Question

Aluminum hydroxide reacts with sulfuric acid as follows: $$ 2 \mathrm{Al}(\mathrm{OH})_{3}(s)+3 \mathrm{H}_{2} \mathrm{SO}_{4}(a q) \longrightarrow \mathrm{Al}_{2}\left(\mathrm{SO}_{4}\right)_{3}(a q)+6 \mathrm{H}_{2} \mathrm{O}(l) $$ Which is the limiting reactant when 0.500 mol \(\mathrm{Al}(\mathrm{OH})_{3}\) and 0.500 \(\mathrm{mol} \mathrm{H}_{2} \mathrm{SO}_{4}\) are allowed to react? How many moles of \(\mathrm{Al}_{2}\left(\mathrm{SO}_{4}\right)_{3}\) can form under these conditions? How many moles of the excess reactant remain after the completion of the reaction?

Short answer

The limiting reactant is H\(_{2}\)SO\(_{4}\). Under these conditions, 0.167 moles of Al\(_{2}\)(SO\(_{4}\))\(_{3}\) can be formed, and 0.167 moles of Al(OH)\(_{3}\) remain after the completion of the reaction.

Step-by-step solution

Write the balanced equation

The balanced equation for the reaction is already given as: $$ 2 \mathrm{Al}(\mathrm{OH})_{3}(s)+3 \mathrm{H}_{2} \mathrm{SO}_{4}(a q) \longrightarrow \mathrm{Al}_{2}\left(\mathrm{SO}_{4}\right)_{3}(a q)+6 \mathrm{H}_{2} \mathrm{O}(l) $$

Determine the mole ratios

Here, we can see that the ratio of moles of Al(OH)\(_{3}\) to moles of H\(_{2}\)SO\(_{4}\) is 2:3. This means that for every 2 moles of Al(OH)\(_{3}\), 3 moles of H\(_{2}\)SO\(_{4}\) are needed for the reaction to proceed to completion.

Find the limiting reactant

Compare the given amounts of the reactants to the stoichiometric ratio: $$ \frac{\text{moles of Al(OH)}_3}{\text{moles of H}_2\text{SO}_4} = \frac{0.500}{0.500} = 1 $$ Now compare this value to the stoichiometric ratio: $$ \frac{2}{3} \approx 0.67 $$ Since 1 > 0.67, we have more Al(OH)\(_{3}\) than required for the given amount of H\(_{2}\)SO\(_{4}\). Therefore, H\(_{2}\)SO\(_{4}\) is the limiting reactant, and Al(OH)\(_{3}\) is in excess.

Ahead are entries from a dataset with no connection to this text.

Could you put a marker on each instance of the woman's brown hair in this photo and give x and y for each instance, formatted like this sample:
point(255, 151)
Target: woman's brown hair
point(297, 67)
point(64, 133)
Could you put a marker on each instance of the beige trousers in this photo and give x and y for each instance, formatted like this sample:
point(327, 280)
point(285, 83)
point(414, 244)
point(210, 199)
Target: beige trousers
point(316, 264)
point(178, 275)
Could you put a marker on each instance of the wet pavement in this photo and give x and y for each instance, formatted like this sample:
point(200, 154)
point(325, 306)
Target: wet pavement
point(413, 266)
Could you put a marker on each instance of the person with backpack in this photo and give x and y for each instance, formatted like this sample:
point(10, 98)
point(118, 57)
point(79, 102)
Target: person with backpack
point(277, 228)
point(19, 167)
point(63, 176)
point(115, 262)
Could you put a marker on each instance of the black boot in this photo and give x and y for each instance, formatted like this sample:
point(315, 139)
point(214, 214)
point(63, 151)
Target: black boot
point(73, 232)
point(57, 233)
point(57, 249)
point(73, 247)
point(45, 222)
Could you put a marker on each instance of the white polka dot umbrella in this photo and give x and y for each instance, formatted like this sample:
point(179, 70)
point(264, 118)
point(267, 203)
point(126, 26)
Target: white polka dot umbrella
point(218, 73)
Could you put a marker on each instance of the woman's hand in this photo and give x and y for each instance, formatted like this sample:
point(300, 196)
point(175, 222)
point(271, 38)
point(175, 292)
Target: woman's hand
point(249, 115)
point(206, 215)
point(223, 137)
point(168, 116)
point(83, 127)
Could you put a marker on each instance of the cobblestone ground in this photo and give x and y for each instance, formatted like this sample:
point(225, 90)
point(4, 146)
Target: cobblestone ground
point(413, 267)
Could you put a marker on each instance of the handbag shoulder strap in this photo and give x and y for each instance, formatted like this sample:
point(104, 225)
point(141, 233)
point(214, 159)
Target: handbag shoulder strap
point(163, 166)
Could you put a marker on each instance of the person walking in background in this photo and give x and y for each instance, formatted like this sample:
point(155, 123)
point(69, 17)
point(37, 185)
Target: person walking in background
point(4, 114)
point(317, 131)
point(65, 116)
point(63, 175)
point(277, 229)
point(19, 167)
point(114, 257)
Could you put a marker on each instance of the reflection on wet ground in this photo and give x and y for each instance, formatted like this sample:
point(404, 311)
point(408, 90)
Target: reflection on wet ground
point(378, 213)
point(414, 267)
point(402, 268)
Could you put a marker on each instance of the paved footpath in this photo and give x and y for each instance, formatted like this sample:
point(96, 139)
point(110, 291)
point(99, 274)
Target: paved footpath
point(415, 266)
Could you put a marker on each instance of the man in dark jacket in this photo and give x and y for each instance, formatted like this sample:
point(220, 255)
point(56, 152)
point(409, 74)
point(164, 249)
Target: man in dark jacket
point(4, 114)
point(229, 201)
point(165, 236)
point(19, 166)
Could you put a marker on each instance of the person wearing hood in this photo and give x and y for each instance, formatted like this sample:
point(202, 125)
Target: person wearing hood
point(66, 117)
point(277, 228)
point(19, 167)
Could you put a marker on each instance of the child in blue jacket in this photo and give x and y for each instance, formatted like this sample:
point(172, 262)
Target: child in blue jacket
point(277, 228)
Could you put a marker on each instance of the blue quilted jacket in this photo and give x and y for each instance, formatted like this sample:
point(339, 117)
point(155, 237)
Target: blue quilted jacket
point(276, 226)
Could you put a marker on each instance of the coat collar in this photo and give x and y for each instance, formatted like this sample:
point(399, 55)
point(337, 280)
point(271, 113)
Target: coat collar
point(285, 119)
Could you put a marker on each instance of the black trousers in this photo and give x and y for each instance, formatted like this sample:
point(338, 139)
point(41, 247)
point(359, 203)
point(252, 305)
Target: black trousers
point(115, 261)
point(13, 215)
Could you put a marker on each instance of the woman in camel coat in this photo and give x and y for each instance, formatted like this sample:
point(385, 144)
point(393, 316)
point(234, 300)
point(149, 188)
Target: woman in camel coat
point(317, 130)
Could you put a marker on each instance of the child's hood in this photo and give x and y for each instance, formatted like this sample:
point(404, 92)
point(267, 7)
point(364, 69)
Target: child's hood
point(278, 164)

Calculate the amount of Al\(_{2}\)(SO\(_{4}\))\(_{3}\) formed

We can now use the limiting reactant to determine the amount of product formed. According to the balanced equation, 3 moles of H\(_{2}\)SO\(_{4}\) produce 1 mole of Al\(_{2}\)(SO\(_{4}\))\(_{3}\). So for 0.500 moles of H\(_{2}\)SO\(_{4}\), we get: $$ \text{moles of Al}_{2}\text{(SO}_{4}\text{)}_{3} = \frac{1}{3} \times 0.500 = 0.167 \, \text{moles} $$

Determine the amount of excess reactant remaining

To find the amount of Al(OH)\(_{3}\) remaining after the reaction, we first need to find how much Al(OH)\(_{3}\) was consumed by the limiting reactant. According to the balanced equation, 2 moles of Al(OH)\(_{3}\) react with 3 moles of H\(_{2}\)SO\(_{4}\). So for 0.500 moles of H\(_{2}\)SO\(_{4}\), we have: $$ \text{moles of Al(OH)}_3\text{ consumed} = \frac{2}{3} \times 0.500 = 0.333\, \text{moles} $$ Now we can subtract the amount of Al(OH)\(_{3}\) consumed from the initial amount to find how much is remaining: $$ \text{moles of Al(OH)}_3\text{ remaining} = 0.500 - 0.333 = 0.167\, \text{moles} $$ So, the limiting reactant is H\(_{2}\)SO\(_{4}\), 0.167 moles of Al\(_{2}\)(SO\(_{4}\))\(_{3}\) can form under these conditions, and 0.167 moles of Al(OH)\(_{3}\) remain after the completion of the reaction.

Key concepts

Stoichiometry

Stoichiometry is the branch of chemistry that deals with the quantitative relationships between reactants and products in a chemical reaction. It allows chemists to predict the amounts of substances consumed and produced in a given reaction. Crucial to understanding stoichiometry is the concept of the mole, which is a unit for counting particles of matter, typically atoms, molecules, or ions.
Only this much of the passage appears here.